The fatal flaw in the defendant's position is that it would make legally controlling the defendant's subjective reaction to Albert's *645 prior specific threat. 17-A M.R.S.A. § 103-A(1) & (2) (1983) sets out objective factors as essential elements of duress. As applicable here, these factors mandate two inquiries. The first, arising from the statutory requirement of a "threat" (or "force") operating as to the specific conduct charged as criminal, is whether a reasonable person in the defendant's situation would have interpreted Albert's earlier specific threat to have the generalized carryover menacing impact that the defendant's subjective reaction gave to it. The second inquiry is whether, even if there was such an objective carry-over menace of evil, the menace would have been of such potency to a reasonable person in the circumstances as to have "prevented . . . him . . . from resisting . . . [its] pressure."

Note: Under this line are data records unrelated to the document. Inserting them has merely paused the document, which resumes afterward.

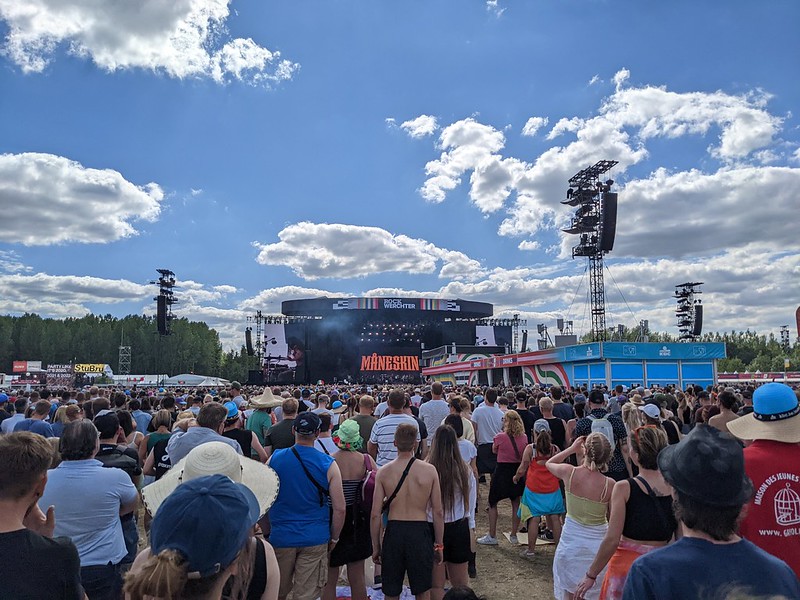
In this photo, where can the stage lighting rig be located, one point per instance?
(595, 221)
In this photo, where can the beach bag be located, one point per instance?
(604, 426)
(366, 490)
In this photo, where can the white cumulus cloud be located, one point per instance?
(69, 202)
(180, 38)
(333, 250)
(422, 126)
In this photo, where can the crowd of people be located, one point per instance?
(252, 493)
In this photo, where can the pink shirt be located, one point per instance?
(505, 449)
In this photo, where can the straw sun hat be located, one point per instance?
(266, 400)
(214, 458)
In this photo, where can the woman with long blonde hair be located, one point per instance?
(508, 445)
(588, 493)
(458, 501)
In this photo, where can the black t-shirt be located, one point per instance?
(35, 567)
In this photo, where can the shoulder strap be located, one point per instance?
(391, 498)
(322, 491)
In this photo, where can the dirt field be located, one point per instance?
(502, 573)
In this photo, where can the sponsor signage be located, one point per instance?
(383, 362)
(90, 368)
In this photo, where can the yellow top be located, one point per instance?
(584, 510)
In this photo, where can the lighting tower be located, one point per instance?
(689, 311)
(595, 221)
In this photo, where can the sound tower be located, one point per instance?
(609, 229)
(248, 340)
(161, 315)
(697, 327)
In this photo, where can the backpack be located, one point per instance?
(604, 426)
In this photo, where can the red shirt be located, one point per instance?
(773, 517)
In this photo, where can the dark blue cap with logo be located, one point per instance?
(208, 520)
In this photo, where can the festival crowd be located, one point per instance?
(250, 493)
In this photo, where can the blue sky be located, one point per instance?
(274, 150)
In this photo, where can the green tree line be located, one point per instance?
(192, 347)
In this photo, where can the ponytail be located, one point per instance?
(163, 575)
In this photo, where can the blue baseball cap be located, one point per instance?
(233, 410)
(307, 423)
(207, 508)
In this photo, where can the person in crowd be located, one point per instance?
(469, 454)
(133, 437)
(36, 422)
(521, 407)
(459, 495)
(202, 535)
(281, 435)
(772, 462)
(364, 418)
(728, 404)
(611, 425)
(710, 488)
(324, 442)
(580, 413)
(435, 410)
(261, 420)
(489, 419)
(215, 458)
(304, 528)
(209, 425)
(508, 445)
(153, 448)
(632, 417)
(141, 417)
(542, 495)
(89, 501)
(381, 441)
(641, 517)
(588, 493)
(235, 394)
(558, 427)
(404, 490)
(355, 541)
(26, 534)
(562, 410)
(248, 440)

It would stretch the statutory mandates of objective reasonableness beyond rational limits were we to deem them generated by the evidence in this case. As the decisions in other jurisdictions with which we agree show, the defendant's contention must fail because there is a lack of directness and proximateness in the connections he seeks to establish. See, e.g., Roleson v. State, 272 Ark. 346, 349-350, 614 S.W.2d 656, 658 (1981); Chambers v. State, 154 Ga.App. 620, 624, 269 S.E.2d 42, 46-47 (1980); State v. Horn, 58 Haw. 252, 566 P.2d 1378 (1977); People v. Coogler, 35 Ill.App.3d 176, 178, 340 N.E.2d 623, 624 (1975); Delaney v. Commonwealth, 520 S.W.2d 747, 748 (Ky.1975). It would simply go too far to permit as reasonable the hypotheses (1) that Albert's earlier threat which related only to the defendant's remaining silent about a particular past incident would have led a reasonable person, even if aware of Albert's ready willingness to kill, to feel heavily pressured several weeks later by Albert's request that the defendant perform an entirely different criminal act; or (2) that were a reasonable person to experience such pressure to some degree, it would be so powerful as to have prevented such reasonable person from resisting it.
Indeed, the cases show further that the defendant's subjective apprehension cannot satisfy the objective criteria for duress for the simple reason that after Albert had made his request, the defendant had ample opportunity to avoid doing what Albert had asked; as a reasonable person, the defendant could have gone to the police or taken other steps to be protected. See, e.g., Commonwealth v. Robinson, 382 Mass. 189, 199, 415 N.E.2d 805, 812 (1981); State v. Green, 470 S.W.2d 565, 568 (Mo. 1971) cert. denied sub nom. Green v. Missouri, 405 U.S. 1073, 92 S. Ct. 1491, 31 L. Ed. 2d 806 (1972); State v. Hicks, 591 S.W.2d 184, 192 (Mo.App.1979); Mallicoat v. State, 539 S.W.2d 54, 56-57 (Tenn.Crim. App.1976).
The evidence thus failed to generate the defense of duress for factfinder consideration. The justice's refusal to instruct on duress in relation to Counts I, II and IV of the indictment was not error, and the giving of a duress instruction as to Count III did not prejudice the defendant.
The entry is:
 17-A M.R.S.A. §§ 401 and 353 (1983).
 The prosecution did not object to the giving of a duress instruction as to Count III.
 In 17-A M.R.S.A. § 103-A (1983) the defense of duress, as having bearing here, is stated to be:
1. It is a defense that, when a defendant engages in conduct which would otherwise constitute a crime, he is compelled to do so by threat of imminent death or serious bodily injury to himself or another person or because he was compelled to do so by force.
2. For purposes of this section, compulsion exists only if the force, threat or circumstances are such as would have prevented a reasonable person in the defendant's situation from resisting the pressure.